You can stand on the edge of any shop. A mate uses a blunderbomb to knock you away from the shop. You can purchase 9 of the commodities, then your mate takes them from the merchant. Now you buy the 10th. When you get into the shop again you haven't purchased a single one, and you rinse and repeat. Kinda same same goes with the supply crates: but you only have to blunderbomb once and you can immediately take out the crates.
You dont sell everything at morrows. Maximum profit has each specifit item needing to be sold at a speific putpost. Tea at one stop gems at another broken stone at another and so on and so forth. Its a great little earner especially if you do lost shipments that take you the way your are going any way. If you go anti clockwise its the most efficient or the stops. There is a sea of theives companion app that will show you where to sell each item for maximum profits
If I remember correctly, you should skip whatever item is in surplus at the outpost you're selling at if you're selling everything at once. That item will sell at a net loss.

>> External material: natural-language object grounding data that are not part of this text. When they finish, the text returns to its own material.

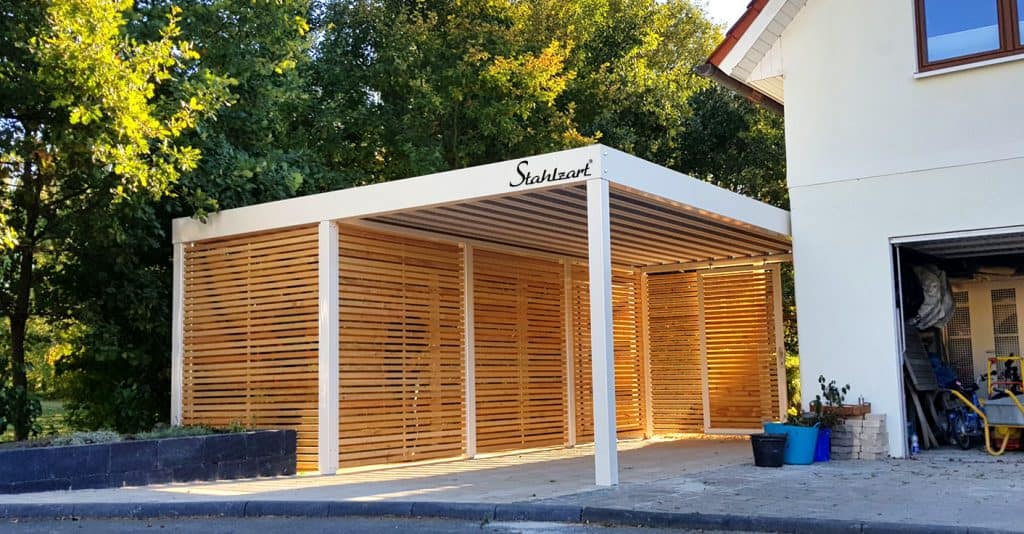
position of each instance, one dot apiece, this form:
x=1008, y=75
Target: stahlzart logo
x=527, y=177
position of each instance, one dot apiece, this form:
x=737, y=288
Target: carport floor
x=507, y=478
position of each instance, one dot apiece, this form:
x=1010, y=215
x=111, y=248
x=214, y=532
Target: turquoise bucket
x=800, y=443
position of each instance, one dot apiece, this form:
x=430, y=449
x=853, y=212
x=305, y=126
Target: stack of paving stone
x=861, y=439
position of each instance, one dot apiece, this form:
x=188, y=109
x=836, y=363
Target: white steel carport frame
x=600, y=170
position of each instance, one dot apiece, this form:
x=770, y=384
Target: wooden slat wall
x=251, y=334
x=629, y=361
x=674, y=319
x=582, y=368
x=742, y=376
x=519, y=351
x=400, y=357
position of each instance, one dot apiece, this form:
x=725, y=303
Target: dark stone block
x=25, y=464
x=126, y=456
x=266, y=467
x=263, y=508
x=134, y=479
x=92, y=482
x=264, y=443
x=455, y=510
x=37, y=510
x=160, y=477
x=44, y=485
x=370, y=508
x=197, y=471
x=282, y=465
x=544, y=512
x=70, y=462
x=224, y=447
x=248, y=468
x=178, y=452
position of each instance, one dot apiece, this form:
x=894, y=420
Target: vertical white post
x=702, y=333
x=776, y=285
x=569, y=357
x=178, y=334
x=327, y=451
x=648, y=397
x=470, y=348
x=601, y=334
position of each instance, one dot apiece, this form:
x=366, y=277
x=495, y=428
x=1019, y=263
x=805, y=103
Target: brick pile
x=861, y=439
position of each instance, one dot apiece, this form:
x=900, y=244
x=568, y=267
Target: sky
x=726, y=11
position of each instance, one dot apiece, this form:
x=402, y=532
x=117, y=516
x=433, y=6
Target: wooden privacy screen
x=251, y=333
x=742, y=364
x=626, y=305
x=400, y=356
x=674, y=319
x=519, y=352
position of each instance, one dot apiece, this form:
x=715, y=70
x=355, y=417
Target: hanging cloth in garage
x=938, y=306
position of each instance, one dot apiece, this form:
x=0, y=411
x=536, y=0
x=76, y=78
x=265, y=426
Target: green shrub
x=160, y=433
x=86, y=438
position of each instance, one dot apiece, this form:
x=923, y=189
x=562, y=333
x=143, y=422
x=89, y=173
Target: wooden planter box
x=219, y=456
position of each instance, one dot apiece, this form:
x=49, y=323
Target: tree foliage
x=82, y=127
x=311, y=95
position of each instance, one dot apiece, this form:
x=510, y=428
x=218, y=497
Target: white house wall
x=842, y=253
x=855, y=109
x=876, y=153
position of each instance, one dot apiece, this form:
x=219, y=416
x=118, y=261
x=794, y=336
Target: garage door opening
x=961, y=306
x=582, y=296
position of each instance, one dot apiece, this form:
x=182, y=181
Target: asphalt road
x=308, y=526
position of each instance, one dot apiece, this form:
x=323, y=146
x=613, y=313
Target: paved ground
x=950, y=488
x=946, y=487
x=498, y=479
x=312, y=526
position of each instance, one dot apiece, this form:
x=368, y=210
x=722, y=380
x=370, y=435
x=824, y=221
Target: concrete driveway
x=495, y=479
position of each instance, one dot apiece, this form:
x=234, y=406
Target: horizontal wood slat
x=519, y=343
x=251, y=334
x=400, y=356
x=742, y=375
x=627, y=328
x=674, y=319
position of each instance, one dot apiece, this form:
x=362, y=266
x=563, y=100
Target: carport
x=585, y=295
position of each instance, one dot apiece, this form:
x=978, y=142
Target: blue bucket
x=800, y=444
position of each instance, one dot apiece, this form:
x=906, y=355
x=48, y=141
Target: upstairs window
x=960, y=32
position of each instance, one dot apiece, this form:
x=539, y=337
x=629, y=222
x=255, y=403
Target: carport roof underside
x=657, y=216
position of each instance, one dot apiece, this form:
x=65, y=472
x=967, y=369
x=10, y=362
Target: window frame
x=1010, y=38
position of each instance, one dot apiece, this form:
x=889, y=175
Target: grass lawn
x=50, y=422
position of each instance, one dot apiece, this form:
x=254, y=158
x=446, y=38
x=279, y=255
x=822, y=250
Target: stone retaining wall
x=220, y=456
x=861, y=439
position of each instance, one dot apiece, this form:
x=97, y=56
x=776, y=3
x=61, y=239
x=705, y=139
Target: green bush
x=87, y=438
x=177, y=432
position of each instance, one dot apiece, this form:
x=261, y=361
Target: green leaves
x=109, y=83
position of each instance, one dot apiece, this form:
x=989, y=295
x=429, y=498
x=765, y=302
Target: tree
x=119, y=268
x=80, y=129
x=412, y=87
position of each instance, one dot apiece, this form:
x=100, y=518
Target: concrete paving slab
x=943, y=488
x=668, y=481
x=498, y=479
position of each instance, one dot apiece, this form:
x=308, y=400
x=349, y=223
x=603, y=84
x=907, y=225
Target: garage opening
x=469, y=313
x=961, y=311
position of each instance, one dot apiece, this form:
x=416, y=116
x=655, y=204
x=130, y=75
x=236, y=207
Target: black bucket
x=769, y=449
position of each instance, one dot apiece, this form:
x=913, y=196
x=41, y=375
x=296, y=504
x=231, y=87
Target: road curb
x=473, y=511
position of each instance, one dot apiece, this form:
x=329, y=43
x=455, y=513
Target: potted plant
x=827, y=412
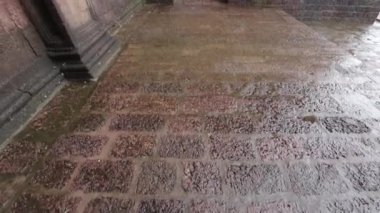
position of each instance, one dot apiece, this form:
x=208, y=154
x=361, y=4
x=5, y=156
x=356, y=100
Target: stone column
x=74, y=39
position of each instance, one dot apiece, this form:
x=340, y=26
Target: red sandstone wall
x=75, y=13
x=19, y=43
x=112, y=10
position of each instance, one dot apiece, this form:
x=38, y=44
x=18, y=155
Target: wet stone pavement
x=217, y=109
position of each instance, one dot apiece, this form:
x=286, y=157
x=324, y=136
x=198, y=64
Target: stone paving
x=214, y=109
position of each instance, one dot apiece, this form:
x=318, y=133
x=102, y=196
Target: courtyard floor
x=211, y=109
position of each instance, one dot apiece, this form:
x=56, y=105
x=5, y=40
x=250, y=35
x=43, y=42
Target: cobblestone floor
x=215, y=109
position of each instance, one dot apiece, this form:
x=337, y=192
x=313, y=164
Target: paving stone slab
x=202, y=177
x=344, y=125
x=156, y=177
x=135, y=122
x=161, y=206
x=233, y=148
x=364, y=176
x=54, y=174
x=78, y=146
x=280, y=148
x=181, y=146
x=90, y=123
x=256, y=179
x=135, y=145
x=209, y=206
x=44, y=203
x=108, y=204
x=104, y=176
x=319, y=179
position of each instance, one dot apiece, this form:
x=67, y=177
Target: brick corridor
x=215, y=109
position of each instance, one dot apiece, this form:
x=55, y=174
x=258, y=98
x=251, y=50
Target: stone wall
x=25, y=67
x=19, y=42
x=112, y=11
x=39, y=39
x=359, y=10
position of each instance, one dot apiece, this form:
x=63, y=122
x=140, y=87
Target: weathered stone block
x=156, y=177
x=201, y=177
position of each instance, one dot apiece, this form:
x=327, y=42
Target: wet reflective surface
x=219, y=109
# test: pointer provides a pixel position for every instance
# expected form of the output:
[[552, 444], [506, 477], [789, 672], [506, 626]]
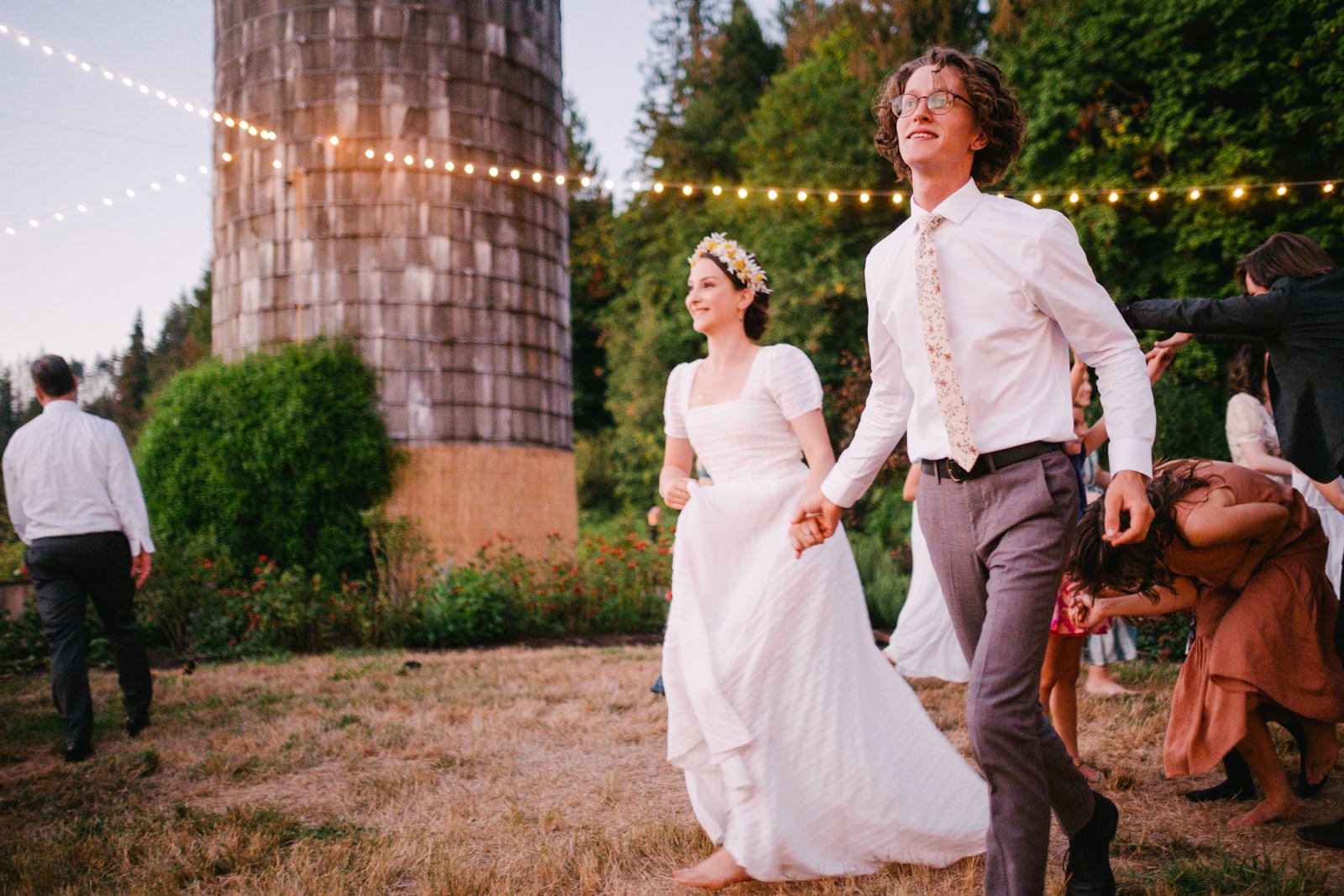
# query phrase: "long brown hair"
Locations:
[[1283, 255], [1133, 569], [992, 101]]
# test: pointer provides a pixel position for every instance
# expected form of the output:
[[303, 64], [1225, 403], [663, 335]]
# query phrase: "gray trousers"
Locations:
[[998, 546], [66, 571]]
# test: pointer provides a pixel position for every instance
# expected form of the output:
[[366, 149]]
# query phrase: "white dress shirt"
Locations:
[[1018, 291], [71, 473]]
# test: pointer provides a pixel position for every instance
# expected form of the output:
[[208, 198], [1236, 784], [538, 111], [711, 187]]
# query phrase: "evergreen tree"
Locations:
[[132, 387]]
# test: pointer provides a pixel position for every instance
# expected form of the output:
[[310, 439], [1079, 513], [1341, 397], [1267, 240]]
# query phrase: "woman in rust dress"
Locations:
[[1249, 555]]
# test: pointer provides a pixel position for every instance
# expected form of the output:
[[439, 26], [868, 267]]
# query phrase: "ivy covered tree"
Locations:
[[1162, 96]]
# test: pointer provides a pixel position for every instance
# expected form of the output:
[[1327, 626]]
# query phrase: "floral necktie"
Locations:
[[938, 345]]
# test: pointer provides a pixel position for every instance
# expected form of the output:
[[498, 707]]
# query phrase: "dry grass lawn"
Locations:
[[497, 772]]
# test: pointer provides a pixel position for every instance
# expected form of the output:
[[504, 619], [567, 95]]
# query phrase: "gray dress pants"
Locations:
[[66, 571], [998, 546]]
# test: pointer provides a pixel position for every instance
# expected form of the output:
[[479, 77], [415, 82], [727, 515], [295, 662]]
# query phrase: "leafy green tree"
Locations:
[[132, 389], [276, 454], [1128, 93], [591, 278], [702, 94]]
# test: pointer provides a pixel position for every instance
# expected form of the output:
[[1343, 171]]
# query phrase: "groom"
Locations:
[[972, 307]]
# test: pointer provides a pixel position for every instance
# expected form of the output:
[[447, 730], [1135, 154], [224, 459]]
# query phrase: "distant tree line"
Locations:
[[1119, 93]]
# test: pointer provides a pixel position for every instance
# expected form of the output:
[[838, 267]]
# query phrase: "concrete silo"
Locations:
[[450, 280]]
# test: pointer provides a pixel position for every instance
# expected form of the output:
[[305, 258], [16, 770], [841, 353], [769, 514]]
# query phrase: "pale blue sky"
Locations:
[[71, 137]]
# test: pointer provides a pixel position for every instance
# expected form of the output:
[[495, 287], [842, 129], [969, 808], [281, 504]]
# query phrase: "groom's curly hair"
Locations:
[[992, 101]]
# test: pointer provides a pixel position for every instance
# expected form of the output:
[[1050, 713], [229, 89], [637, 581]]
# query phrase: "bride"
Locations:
[[806, 754]]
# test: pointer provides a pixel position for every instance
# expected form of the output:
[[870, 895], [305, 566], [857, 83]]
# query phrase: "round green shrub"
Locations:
[[275, 454]]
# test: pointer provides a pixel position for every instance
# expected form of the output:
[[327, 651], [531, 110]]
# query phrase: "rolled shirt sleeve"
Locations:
[[125, 495], [1066, 291], [885, 412]]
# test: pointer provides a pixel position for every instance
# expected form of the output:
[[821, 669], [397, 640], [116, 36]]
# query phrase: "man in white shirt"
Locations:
[[76, 501], [972, 307]]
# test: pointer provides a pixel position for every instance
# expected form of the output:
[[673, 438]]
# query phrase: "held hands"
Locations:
[[1175, 340], [140, 569], [675, 492], [816, 521], [1086, 611], [1126, 506]]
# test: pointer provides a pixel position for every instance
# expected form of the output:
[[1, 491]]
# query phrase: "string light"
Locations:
[[66, 214], [108, 74]]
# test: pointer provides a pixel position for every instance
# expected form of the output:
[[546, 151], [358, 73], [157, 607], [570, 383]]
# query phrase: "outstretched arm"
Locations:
[[676, 472], [812, 528], [1241, 315], [1090, 611]]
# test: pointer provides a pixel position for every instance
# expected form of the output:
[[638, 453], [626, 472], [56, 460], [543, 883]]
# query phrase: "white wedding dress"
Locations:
[[806, 752], [925, 644]]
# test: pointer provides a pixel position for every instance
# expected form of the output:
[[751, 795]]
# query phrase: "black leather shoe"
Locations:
[[138, 723], [1238, 786], [1330, 836], [1088, 860], [80, 750]]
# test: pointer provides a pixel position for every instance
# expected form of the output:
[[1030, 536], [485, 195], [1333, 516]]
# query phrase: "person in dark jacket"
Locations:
[[1294, 302]]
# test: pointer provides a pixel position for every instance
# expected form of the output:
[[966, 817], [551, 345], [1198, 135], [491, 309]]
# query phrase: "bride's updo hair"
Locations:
[[743, 271]]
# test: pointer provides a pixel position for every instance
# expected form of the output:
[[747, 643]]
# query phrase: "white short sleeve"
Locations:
[[674, 403], [792, 382]]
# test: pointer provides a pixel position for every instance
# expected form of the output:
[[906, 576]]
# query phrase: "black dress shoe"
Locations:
[[1330, 835], [80, 750], [1238, 786], [1088, 862]]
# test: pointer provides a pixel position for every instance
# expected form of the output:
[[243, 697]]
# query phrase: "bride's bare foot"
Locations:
[[1105, 688], [1265, 813], [1321, 750], [1100, 683], [716, 872]]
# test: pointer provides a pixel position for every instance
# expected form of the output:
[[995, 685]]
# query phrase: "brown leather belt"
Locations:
[[985, 464]]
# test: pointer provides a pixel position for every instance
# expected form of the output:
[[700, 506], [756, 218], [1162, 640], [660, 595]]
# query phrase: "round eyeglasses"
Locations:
[[938, 102]]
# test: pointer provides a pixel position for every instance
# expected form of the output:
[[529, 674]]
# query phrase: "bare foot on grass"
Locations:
[[1105, 688], [716, 872], [1090, 775], [1265, 813]]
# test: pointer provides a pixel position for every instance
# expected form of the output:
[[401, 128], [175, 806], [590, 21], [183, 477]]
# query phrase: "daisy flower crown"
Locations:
[[737, 259]]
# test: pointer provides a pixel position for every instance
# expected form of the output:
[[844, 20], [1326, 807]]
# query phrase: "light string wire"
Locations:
[[524, 176]]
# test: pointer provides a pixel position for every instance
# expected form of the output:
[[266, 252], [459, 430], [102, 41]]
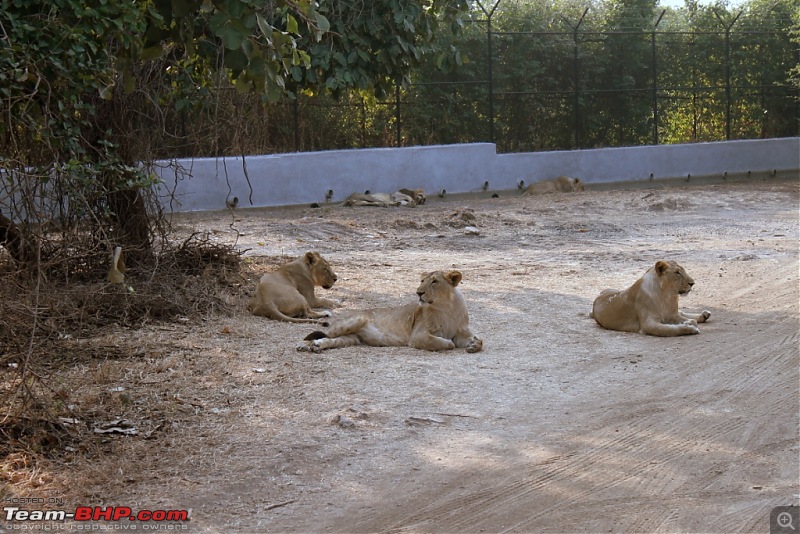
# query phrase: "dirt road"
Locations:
[[557, 426]]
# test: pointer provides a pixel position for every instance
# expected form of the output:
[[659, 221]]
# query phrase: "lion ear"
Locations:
[[454, 277]]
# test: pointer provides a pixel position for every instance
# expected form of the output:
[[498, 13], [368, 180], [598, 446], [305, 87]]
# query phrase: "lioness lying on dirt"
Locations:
[[562, 184], [438, 321], [403, 197], [650, 305], [288, 293]]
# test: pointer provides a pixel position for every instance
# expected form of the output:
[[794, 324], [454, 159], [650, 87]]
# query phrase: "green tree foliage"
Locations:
[[90, 88]]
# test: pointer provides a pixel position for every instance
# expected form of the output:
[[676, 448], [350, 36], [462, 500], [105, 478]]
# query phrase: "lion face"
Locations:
[[437, 286], [674, 277], [321, 272]]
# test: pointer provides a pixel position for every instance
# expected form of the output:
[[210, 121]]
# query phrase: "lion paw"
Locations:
[[476, 345], [691, 326]]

You make more by buying the surplus goods at each outpost and selling them in the respective outpost where they are sought. This maximizes your profit. The captains log does not take into account the money you spent on the trade goods. Selling everything to one outpost at the end does not make very much gold. You also need to do things between sailing to the outposts, such as sea forts, treasuries or world events. Another thing I recommend is to start off by doing a manifest voyage to get to grade 5 faster.
@@poolfuhrerI guess that's your opinion, but it's not a couple of percentage points when you are selling 5/6 of the items for around 20% less. If you're looking for "a chill mode" you would make more gold for the time spent doing other things in safer seas.
A lot of times I'll buy the commodities at one outpost, do a lost shipment and sell everything at the outpost I end up at. Then I rinse and repeat. Sure, this doesn't maximize profits but it does add bonus money to the sale.